Review – Teenage Mutant Ninja Turtles: Out of the Shadows

So, the first Michael Bay Teenage Mutant Ninja Turtles live action movie kind of got a lot of flack.  To be fair, though, it’s not actually directed by Michael Bay, it’s just produced, so it’s not as awful of a live action remake as The Transformers movies are, it was however quite a departure from what people think of when they think Ninja Turtles.

The second film in this series is Teenage Mutant Ninja Turtles: Out of the Shadows, and it seems to be the answer to what a lot of people wanted and expected from the first movie.  Where TMNT is an updated modern take on the basic Turtles vs The Foot idea, Out of the Shadows is a very blatant tribute and Nostalgia fest for the original 80s TMNT cartoon show.   It actually kind of feels a little sad with just how blatant of a tribute it is.

Rocksteady and Bebop? Check!

The Turtle Van?  Check!

Krang? Check!

Baxter Stockman?  Check!

The Technodrom?  Check!

Also, unlike a lot of remakes and updates, things stay fairly true to the original, or at least, much more aligned with the spirit of the original.  Rocksteady and Bebop for example, are pretty unmistakable.  Krang is a little weird but still very much is obviously Krang with his goofy robot body.  Baxter Stockman follows the original comic and modern show versions of being African American instead of a goofy white guy with orange hair, but he’s still a goofy scientist.

This movie very much feels like a response to the “This isn’t the Turtles I remember” complaints of the first TMNT film.
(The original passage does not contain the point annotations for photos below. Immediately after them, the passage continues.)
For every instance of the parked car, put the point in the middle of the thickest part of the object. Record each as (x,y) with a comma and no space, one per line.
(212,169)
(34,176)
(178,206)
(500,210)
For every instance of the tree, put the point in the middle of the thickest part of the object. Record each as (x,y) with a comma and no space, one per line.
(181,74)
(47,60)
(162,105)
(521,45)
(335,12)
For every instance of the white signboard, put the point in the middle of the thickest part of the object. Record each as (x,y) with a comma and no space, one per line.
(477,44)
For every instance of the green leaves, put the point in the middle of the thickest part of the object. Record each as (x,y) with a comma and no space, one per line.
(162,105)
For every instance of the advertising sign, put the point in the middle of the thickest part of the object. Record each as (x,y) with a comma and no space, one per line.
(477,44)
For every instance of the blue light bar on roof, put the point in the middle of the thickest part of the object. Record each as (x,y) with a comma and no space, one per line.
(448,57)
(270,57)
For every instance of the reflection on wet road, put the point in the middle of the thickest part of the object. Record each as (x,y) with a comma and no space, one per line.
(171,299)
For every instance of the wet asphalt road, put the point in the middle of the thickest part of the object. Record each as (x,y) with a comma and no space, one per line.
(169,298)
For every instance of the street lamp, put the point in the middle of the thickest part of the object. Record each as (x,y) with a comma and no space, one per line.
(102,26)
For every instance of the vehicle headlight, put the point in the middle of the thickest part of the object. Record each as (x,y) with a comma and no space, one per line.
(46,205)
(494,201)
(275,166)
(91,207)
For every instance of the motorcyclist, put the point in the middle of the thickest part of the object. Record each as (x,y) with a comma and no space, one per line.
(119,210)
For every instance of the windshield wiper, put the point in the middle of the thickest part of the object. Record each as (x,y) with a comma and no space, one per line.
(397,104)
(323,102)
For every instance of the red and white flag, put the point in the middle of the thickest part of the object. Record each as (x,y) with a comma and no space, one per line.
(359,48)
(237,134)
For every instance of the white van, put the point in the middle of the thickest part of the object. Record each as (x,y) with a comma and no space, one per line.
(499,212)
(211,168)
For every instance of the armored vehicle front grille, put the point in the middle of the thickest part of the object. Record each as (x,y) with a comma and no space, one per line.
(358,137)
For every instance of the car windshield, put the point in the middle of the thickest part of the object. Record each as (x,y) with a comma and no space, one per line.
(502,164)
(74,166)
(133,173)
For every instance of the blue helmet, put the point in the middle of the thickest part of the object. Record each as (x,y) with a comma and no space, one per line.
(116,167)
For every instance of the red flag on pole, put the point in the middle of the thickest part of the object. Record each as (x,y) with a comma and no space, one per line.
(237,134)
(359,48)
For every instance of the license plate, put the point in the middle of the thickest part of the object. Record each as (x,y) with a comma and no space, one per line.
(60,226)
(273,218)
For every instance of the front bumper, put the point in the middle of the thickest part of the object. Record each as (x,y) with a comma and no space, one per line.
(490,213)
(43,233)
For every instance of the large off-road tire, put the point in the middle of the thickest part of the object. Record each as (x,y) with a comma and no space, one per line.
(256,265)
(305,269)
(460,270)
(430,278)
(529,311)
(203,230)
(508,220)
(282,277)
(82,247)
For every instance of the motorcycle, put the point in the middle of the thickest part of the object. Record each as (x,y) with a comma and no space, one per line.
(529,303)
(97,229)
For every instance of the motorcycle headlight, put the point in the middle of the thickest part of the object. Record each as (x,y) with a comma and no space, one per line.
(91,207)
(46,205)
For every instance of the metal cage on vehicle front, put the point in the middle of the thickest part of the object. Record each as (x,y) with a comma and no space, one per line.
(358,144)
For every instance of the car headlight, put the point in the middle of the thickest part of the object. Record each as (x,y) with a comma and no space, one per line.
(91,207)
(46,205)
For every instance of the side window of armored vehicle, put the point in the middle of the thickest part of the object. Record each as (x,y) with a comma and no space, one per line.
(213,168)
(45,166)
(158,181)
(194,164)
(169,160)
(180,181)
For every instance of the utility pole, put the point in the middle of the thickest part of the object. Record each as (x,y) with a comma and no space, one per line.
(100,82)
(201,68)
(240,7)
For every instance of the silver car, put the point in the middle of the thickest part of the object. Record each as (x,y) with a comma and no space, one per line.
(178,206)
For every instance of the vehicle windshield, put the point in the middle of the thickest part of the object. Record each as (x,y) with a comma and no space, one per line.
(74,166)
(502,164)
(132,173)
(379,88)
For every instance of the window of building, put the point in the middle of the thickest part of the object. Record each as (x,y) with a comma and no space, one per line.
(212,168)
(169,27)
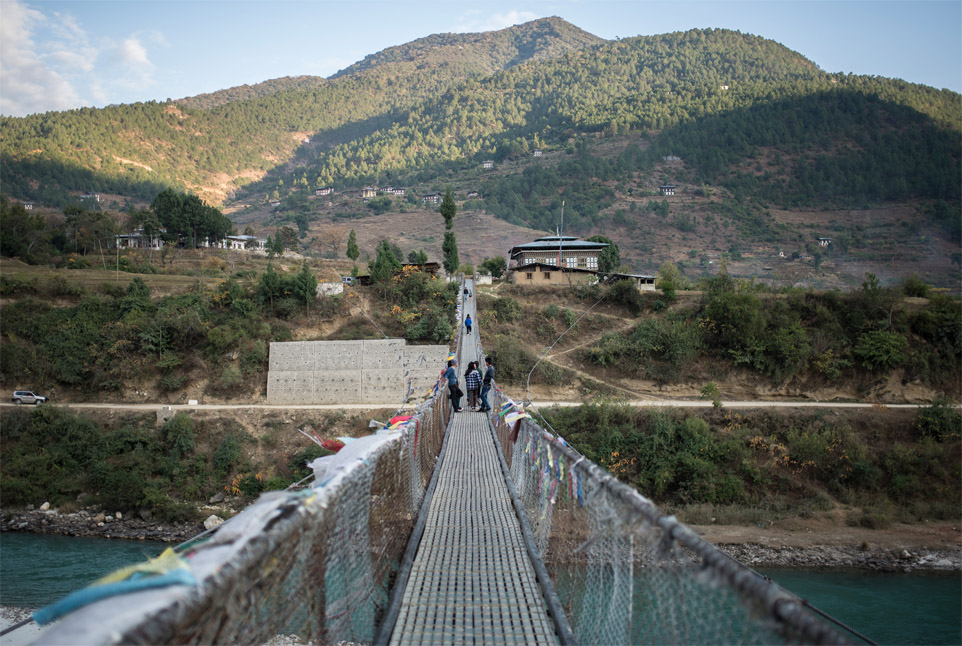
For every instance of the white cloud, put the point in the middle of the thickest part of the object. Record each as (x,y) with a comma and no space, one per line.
(473,20)
(28,84)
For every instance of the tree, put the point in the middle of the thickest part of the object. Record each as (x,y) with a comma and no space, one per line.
(495,266)
(286,238)
(305,287)
(271,286)
(352,251)
(385,265)
(332,237)
(668,277)
(450,249)
(609,259)
(448,209)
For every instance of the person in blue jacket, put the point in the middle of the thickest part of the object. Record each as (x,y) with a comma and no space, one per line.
(451,374)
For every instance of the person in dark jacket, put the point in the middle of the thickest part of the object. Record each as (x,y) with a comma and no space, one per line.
(486,384)
(451,374)
(472,383)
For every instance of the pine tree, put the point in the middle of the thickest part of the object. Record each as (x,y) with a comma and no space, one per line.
(450,249)
(448,209)
(305,287)
(352,251)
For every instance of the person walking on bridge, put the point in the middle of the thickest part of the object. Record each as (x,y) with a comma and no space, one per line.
(486,384)
(451,374)
(472,382)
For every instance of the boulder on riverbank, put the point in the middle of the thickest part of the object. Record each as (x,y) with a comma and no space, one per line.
(89,523)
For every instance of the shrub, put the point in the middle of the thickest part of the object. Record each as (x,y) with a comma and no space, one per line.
(172,381)
(253,356)
(507,309)
(939,421)
(880,349)
(625,294)
(226,455)
(512,359)
(178,436)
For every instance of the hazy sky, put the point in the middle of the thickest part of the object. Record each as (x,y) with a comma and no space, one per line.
(58,55)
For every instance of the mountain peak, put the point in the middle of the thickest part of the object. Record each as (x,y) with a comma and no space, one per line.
(483,52)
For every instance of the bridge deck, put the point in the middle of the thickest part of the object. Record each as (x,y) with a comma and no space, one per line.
(472,580)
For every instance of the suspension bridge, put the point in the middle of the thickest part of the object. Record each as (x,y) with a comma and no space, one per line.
(444,528)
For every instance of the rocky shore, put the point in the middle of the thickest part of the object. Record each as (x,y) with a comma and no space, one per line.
(847,557)
(96,523)
(864,556)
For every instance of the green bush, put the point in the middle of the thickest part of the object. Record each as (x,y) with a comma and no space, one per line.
(178,436)
(172,381)
(507,309)
(512,359)
(226,455)
(940,421)
(626,294)
(881,349)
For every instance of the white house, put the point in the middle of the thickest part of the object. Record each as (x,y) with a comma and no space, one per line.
(138,240)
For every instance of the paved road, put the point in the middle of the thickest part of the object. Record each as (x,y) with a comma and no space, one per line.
(660,403)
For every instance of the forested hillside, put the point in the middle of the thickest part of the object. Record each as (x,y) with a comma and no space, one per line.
(758,138)
(134,150)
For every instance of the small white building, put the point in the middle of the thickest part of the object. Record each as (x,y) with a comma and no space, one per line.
(138,240)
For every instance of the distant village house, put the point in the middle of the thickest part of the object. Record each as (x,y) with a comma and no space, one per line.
(564,260)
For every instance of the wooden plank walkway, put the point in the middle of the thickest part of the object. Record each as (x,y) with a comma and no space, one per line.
(472,581)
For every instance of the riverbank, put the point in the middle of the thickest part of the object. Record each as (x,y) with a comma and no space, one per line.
(97,524)
(922,547)
(935,547)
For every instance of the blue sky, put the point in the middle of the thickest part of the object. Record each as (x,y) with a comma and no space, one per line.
(58,55)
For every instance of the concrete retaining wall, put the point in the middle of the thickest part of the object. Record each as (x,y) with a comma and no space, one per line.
(384,371)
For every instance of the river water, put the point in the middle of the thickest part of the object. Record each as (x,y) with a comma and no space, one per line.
(36,570)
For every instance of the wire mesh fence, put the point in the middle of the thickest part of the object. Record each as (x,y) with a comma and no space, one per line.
(316,563)
(625,572)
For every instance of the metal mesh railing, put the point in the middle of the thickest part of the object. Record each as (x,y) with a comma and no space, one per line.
(625,572)
(316,563)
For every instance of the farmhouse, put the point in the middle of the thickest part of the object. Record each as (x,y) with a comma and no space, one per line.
(569,252)
(139,240)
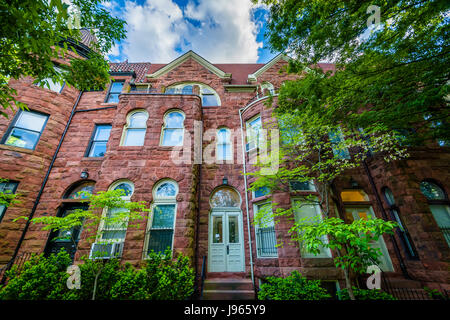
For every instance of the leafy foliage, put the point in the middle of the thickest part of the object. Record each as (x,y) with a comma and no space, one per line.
(161,278)
(293,287)
(126,214)
(393,74)
(35,33)
(351,240)
(40,279)
(365,294)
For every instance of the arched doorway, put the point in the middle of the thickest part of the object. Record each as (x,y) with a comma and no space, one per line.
(226,235)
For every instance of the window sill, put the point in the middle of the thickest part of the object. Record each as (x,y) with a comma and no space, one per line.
(267,258)
(16,149)
(92,158)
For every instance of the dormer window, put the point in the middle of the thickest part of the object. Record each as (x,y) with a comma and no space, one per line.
(209,96)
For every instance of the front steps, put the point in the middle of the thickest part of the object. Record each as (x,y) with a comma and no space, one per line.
(228,289)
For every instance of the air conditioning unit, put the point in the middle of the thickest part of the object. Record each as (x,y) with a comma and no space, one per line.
(101,250)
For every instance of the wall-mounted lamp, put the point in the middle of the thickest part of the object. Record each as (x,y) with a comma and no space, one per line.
(84,174)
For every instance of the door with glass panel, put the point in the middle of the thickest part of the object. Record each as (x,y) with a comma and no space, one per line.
(226,249)
(363,212)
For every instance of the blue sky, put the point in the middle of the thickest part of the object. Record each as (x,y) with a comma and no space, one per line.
(221,31)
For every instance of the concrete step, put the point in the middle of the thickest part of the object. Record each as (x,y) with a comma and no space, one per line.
(228,284)
(402,283)
(228,289)
(228,295)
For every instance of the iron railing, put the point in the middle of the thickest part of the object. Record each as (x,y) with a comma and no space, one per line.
(267,241)
(202,277)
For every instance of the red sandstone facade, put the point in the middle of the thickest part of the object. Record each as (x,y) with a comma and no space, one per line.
(146,165)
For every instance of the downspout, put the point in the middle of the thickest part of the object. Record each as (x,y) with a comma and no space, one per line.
(385,217)
(246,197)
(44,182)
(197,222)
(245,184)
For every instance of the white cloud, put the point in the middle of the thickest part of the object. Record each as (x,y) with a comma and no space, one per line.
(219,30)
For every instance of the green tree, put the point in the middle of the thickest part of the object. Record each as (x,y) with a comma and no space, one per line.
(393,74)
(293,287)
(126,214)
(34,33)
(312,151)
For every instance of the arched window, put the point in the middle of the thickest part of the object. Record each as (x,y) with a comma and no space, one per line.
(160,230)
(77,190)
(225,197)
(134,130)
(357,206)
(402,231)
(439,206)
(268,86)
(224,148)
(209,96)
(173,129)
(112,230)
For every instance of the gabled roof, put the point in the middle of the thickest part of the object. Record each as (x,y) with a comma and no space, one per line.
(190,54)
(139,68)
(253,77)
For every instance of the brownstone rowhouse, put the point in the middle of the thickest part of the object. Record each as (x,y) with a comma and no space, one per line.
(143,133)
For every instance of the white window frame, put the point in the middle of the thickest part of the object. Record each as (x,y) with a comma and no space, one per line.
(164,127)
(226,143)
(326,253)
(54,86)
(127,127)
(248,129)
(158,200)
(105,212)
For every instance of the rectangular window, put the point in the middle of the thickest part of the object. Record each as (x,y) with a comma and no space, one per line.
(307,210)
(253,129)
(113,230)
(52,85)
(25,130)
(161,232)
(302,185)
(266,240)
(260,192)
(114,90)
(6,188)
(99,139)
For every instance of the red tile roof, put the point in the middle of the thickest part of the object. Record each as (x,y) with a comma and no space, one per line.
(140,68)
(239,71)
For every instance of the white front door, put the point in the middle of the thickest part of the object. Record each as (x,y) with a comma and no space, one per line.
(364,212)
(226,246)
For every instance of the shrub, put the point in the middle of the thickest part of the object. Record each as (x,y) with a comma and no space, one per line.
(365,294)
(161,278)
(40,278)
(293,287)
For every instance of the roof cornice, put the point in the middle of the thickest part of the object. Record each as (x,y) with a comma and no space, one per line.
(253,77)
(190,54)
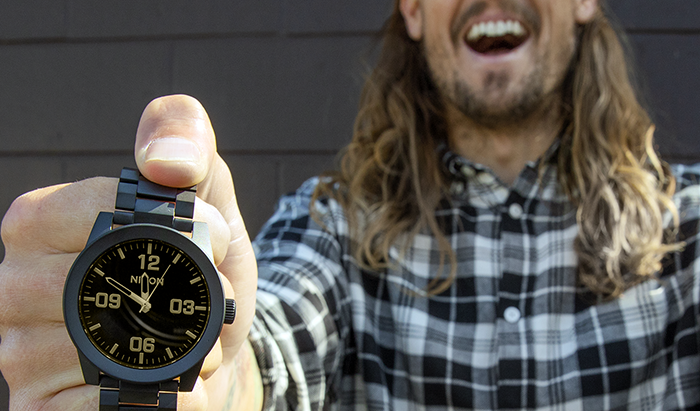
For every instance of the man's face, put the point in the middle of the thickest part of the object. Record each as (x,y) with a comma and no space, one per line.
(497,60)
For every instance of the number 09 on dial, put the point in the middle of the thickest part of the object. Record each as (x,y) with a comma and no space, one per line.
(144,303)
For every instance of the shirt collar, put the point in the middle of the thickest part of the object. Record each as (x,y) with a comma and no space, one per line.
(479,185)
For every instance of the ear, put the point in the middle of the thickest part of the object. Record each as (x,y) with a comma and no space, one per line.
(413,16)
(585,10)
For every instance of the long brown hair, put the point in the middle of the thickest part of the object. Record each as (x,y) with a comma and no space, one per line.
(390,180)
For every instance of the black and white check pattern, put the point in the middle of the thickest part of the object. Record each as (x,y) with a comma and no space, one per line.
(512,333)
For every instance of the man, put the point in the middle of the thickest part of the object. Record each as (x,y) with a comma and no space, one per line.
(499,236)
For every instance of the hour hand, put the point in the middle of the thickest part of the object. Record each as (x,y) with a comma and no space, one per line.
(145,305)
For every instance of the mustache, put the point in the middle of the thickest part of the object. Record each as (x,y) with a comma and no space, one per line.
(522,11)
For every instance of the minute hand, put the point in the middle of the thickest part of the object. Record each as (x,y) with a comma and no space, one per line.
(145,305)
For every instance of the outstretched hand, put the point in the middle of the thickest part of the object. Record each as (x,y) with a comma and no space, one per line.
(44,230)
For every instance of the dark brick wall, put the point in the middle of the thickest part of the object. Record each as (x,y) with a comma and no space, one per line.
(279,78)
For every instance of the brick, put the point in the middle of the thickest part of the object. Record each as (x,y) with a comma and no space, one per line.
(668,64)
(32,19)
(126,18)
(275,93)
(653,14)
(78,97)
(255,182)
(294,170)
(314,16)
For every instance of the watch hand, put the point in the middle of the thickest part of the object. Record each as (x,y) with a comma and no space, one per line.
(116,284)
(153,290)
(144,286)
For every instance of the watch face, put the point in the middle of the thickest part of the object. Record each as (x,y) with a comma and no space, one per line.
(144,303)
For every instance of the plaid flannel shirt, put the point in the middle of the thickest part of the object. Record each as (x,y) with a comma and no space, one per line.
(513,331)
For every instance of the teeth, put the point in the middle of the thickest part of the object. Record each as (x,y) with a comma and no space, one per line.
(496,29)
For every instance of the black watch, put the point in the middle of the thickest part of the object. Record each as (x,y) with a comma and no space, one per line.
(143,302)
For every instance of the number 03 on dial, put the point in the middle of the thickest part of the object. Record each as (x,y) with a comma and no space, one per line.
(144,303)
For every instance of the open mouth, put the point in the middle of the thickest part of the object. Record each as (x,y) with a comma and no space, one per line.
(496,37)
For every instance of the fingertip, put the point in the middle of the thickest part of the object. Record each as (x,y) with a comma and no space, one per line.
(175,142)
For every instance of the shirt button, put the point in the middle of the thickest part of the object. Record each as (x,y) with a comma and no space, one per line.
(486,178)
(511,314)
(515,211)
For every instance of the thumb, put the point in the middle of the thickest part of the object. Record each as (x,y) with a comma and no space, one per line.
(176,146)
(175,143)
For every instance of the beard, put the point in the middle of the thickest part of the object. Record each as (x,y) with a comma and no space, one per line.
(493,103)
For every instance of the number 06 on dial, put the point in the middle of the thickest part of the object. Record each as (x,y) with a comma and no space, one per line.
(144,303)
Honestly, I kind of feels like it makes the film better.  I didn’t hate the original TMNT, but the nostalgia level of Out of the Shadows definitely does it’s job.

The biggest fault of this film is the some what flimsy plot.  It’s not awful, but there’s quite a few “what” moments, one of them is a pretty crucial hinge to everything.  Early on in the film, The Shredder is rescued by The Foot, amidst the rescue, he is suddenly kidnapped by Krang, who wants to recruit The Shredder to gather several McGuffin devices in order to open a portal from Dimension X so Krang can take over The Earth.  Very Classic 80s Cartoon to be sure.  It’s just very, sudden, however with zero build up.  It’s just suddenly “Hey, giant brain man, let’s work together”.  It kind of feels like it could have been massaged a little bit on the flow.

There’s also a subplot involving Casey Jones tracking down Rocksteady and Bebop which feels pretty superfluous to the everything.  It seems to exist entirely so create an excuse to throw Casey Jones into the movie.  He basically fills the role of Vernon from the first TMNT, someone for April O’Neal to pal around with when she isn’t hanging out with the turtles.

There’s also an ooze subplot that goes nowhere after Rocksteady and Bebop become a thing.  That is, it’s there to mutate Rocksteady and Bebop, which is fine, but then it lingers around a bit until the end where a choice is made, one that never really felt like it had any appropriate build up to actually give it any meaningful impact.

The real bottom line is that the plot, or plots aren’t awful ideas, it’s more that there’s just too much crammed into one film, and as a result, nothing gets fleshed out to any meaningful level.  Maybe I’m looking for too much from a movie about giant martial artist turtles, but I can’t help but think that maybe, splitting things out a across a couple of films would have helped solidify everything a bit better, giving us something much better than what we got.  Maybe run with Shredder being rescued and meeting with a shadowy unknown, creating Bebop and Rocksteady and introducing Casey Jones as more of an antagonist and foil, then keeping Krang and the idea of being forced to live “In the Shadows” as a plot for a third connected film.